Developmental regulation of apolipoprotein B mRNA editing is an autonomous function of small intestine involving homeobox gene Cdx1

Abstract

Apolipoprotein B mRNA editing is developmentally regulated in the human and rodent small intestine, changing from <1% at day 14 to ∼90% by day 20 in the rat fetus. This regulation is coincident with the developmental formation of the crypt-to-villus axis functional unit, a continuous and rapidly renewing system involving cell generation, migration, and differentiation. Utilizing small intestine isografts implanted into the subcutaneous tissue of adult recipients, apolipoprotein B mRNA editing was developmentally up-regulated, parallel to that seen with an intact control.
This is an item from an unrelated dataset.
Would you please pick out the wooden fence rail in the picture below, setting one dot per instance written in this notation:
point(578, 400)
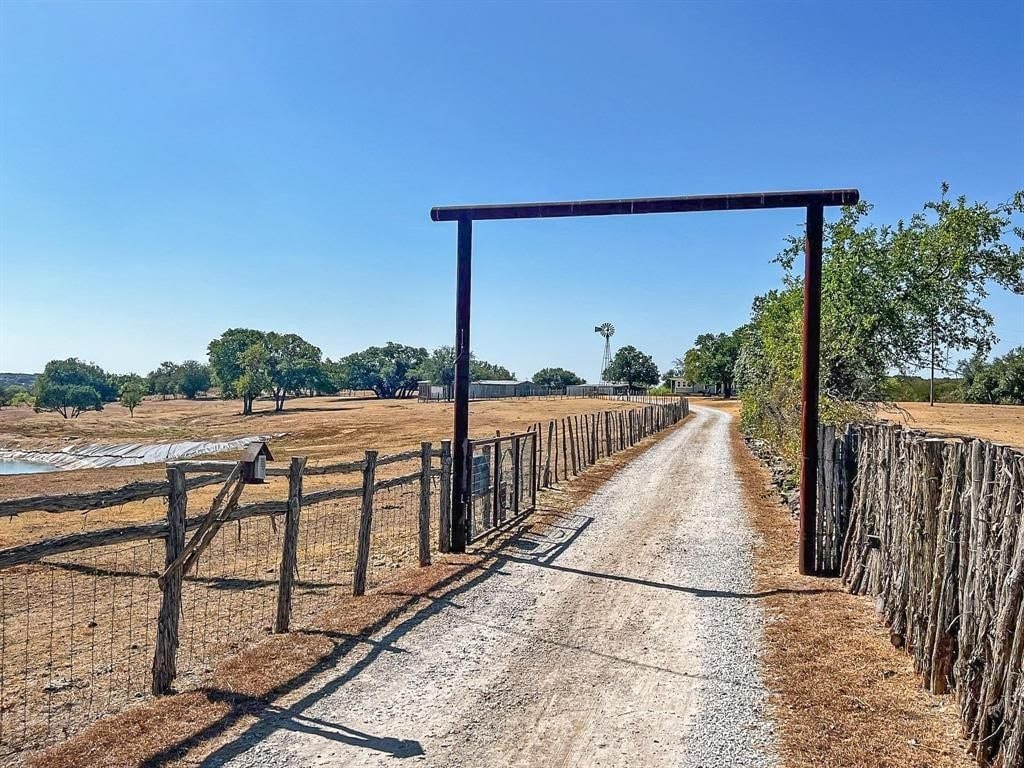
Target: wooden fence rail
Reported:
point(931, 528)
In contrast, apoB mRNA expression remains nearly constant in the isograft, unlike the normal intact small intestine. Immunohistochemical analyses demonstrated that apoB-48 protein existed predominantly in well differentiated enterocytes along the villus surface whereas apoB-100 was in the lamina propria and crypts. ApoB mRNA editing levels were very low in the crypt-like rat intestinal cell line, IEC-6 (∼0.3%), but very high in well differentiated enterocytes (∼91.5%). The expression of homeobox gene Cdx1 increased 18-fold in small intestine in vivo during the same time course when apoB mRNA editing increased from ∼2 to ∼90%. The overexpression of Cdx1 in IEC-6 cells increased apoB mRNA editing over 10-fold compared with the vector control. This increase was associated with a significant increase of activating factor ACF, a component of the apoB mRNA editing complex. Taken together, these data suggest that the developmental regulation of apoB mRNA editing is an autonomous cytodifferentiation function of small intestine for which homeobox gene Cdx1 may play an important role.